2014 Chicco Late Night Feeding Survey Results
Any parent is likely all too familiar with late night feedings and sleepless nights, especially when your baby was a newborn. If you’re a mom – you likely took on the majority of those duties while your partner somehow managed to sleep through them. In the thick of all those sleepless nights, did you ever wonder how your loved one managed to sleep like a log? Or did you think maybe he was just pretending? If it’s the latter… you’re not alone.
According to the 2014 Chicco Late Night Feeding Survey, forty-four percent of parents suspect their partners have pretended to be asleep to avoid late night feedings. The truth? More than one-third of dads surveyed (38%) admit they have actually done so, but only 28 percent of moms say the same.
To celebrate the launch of Chicco’s NaturalFit Advanced Feeding & Soothing System, which is designed to simplify bottle feeding for parents and their newborns, Chicco USA polled new moms and dads to get the inside scoop on what goes on during the wee hours of feeding-filled sleepless nights.
Some additional findings from the survey include:
Queen of late night: A whopping 91 percent of moms surveyed agree they take on the majority of the late night feedings.
Worth the sacrifice: Although late night feedings put added strain on new parents, the bonding between parent and child during the wee hours is worth the lack of sleep. The majority of parents (75%) report those late night feedings have deepened the bond between them and their babies.
Guilty of faking it: Forty-four percent of parents suspect their partners have pretended to be asleep to avoid late night feedings. Those suspicions may not be too far from the truth: more than one-third of dads surveyed (38%) admit they have actually done so, but only 28 percent of moms say the same.
Feeding time = Facebook time: Nearly all moms (98%) and dads (94%) who check social media while feeding baby in the middle of the night report Facebook as the social network they are most likely to visit. That’s where the similarities end, as half of dads are most likely to check Twitter (48% vs. 23% of moms) and YouTube (45% vs. 25% of moms) while baby is feeding in the middle of the night; whereas moms are more likely to check Pinterest (38% vs. 16% of dads).

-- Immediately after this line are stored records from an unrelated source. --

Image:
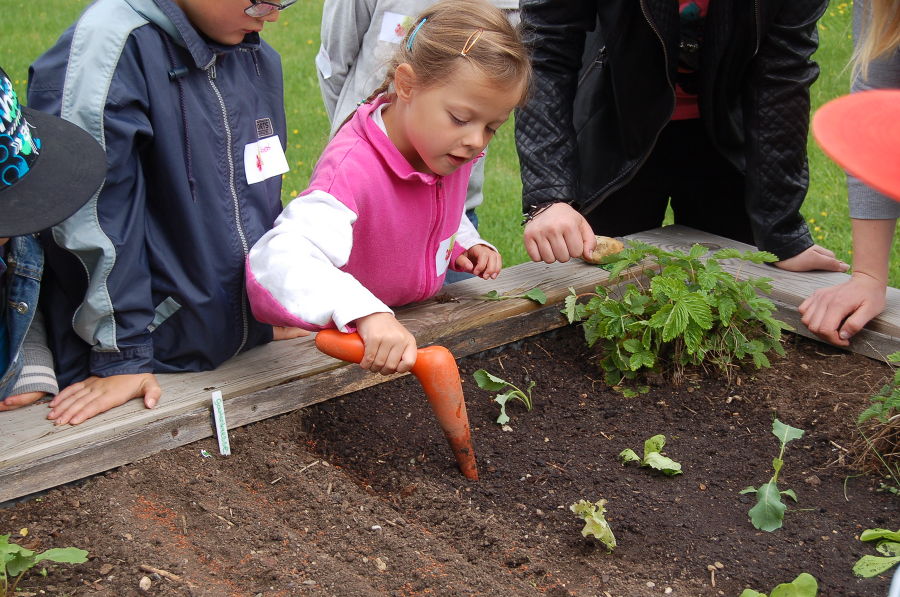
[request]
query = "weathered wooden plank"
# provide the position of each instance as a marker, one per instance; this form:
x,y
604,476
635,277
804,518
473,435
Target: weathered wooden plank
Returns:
x,y
879,338
284,376
273,379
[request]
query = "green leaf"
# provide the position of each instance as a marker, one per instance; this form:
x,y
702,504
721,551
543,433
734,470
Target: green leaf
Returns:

Sports vs. Shopping: While feeding baby in the middle of the night, moms and dads surveyed are not visiting the same types of websites. Three-quarters of dads who browse the Internet are most likely to visit a sports-related website (79% vs. 17% of moms), such as ESPN.com, or general news site (73% vs. 48% of moms), while moms who browse are most likely to visit parenting (89% vs. 49% of dads) or retail websites (77% vs. 58% of dads).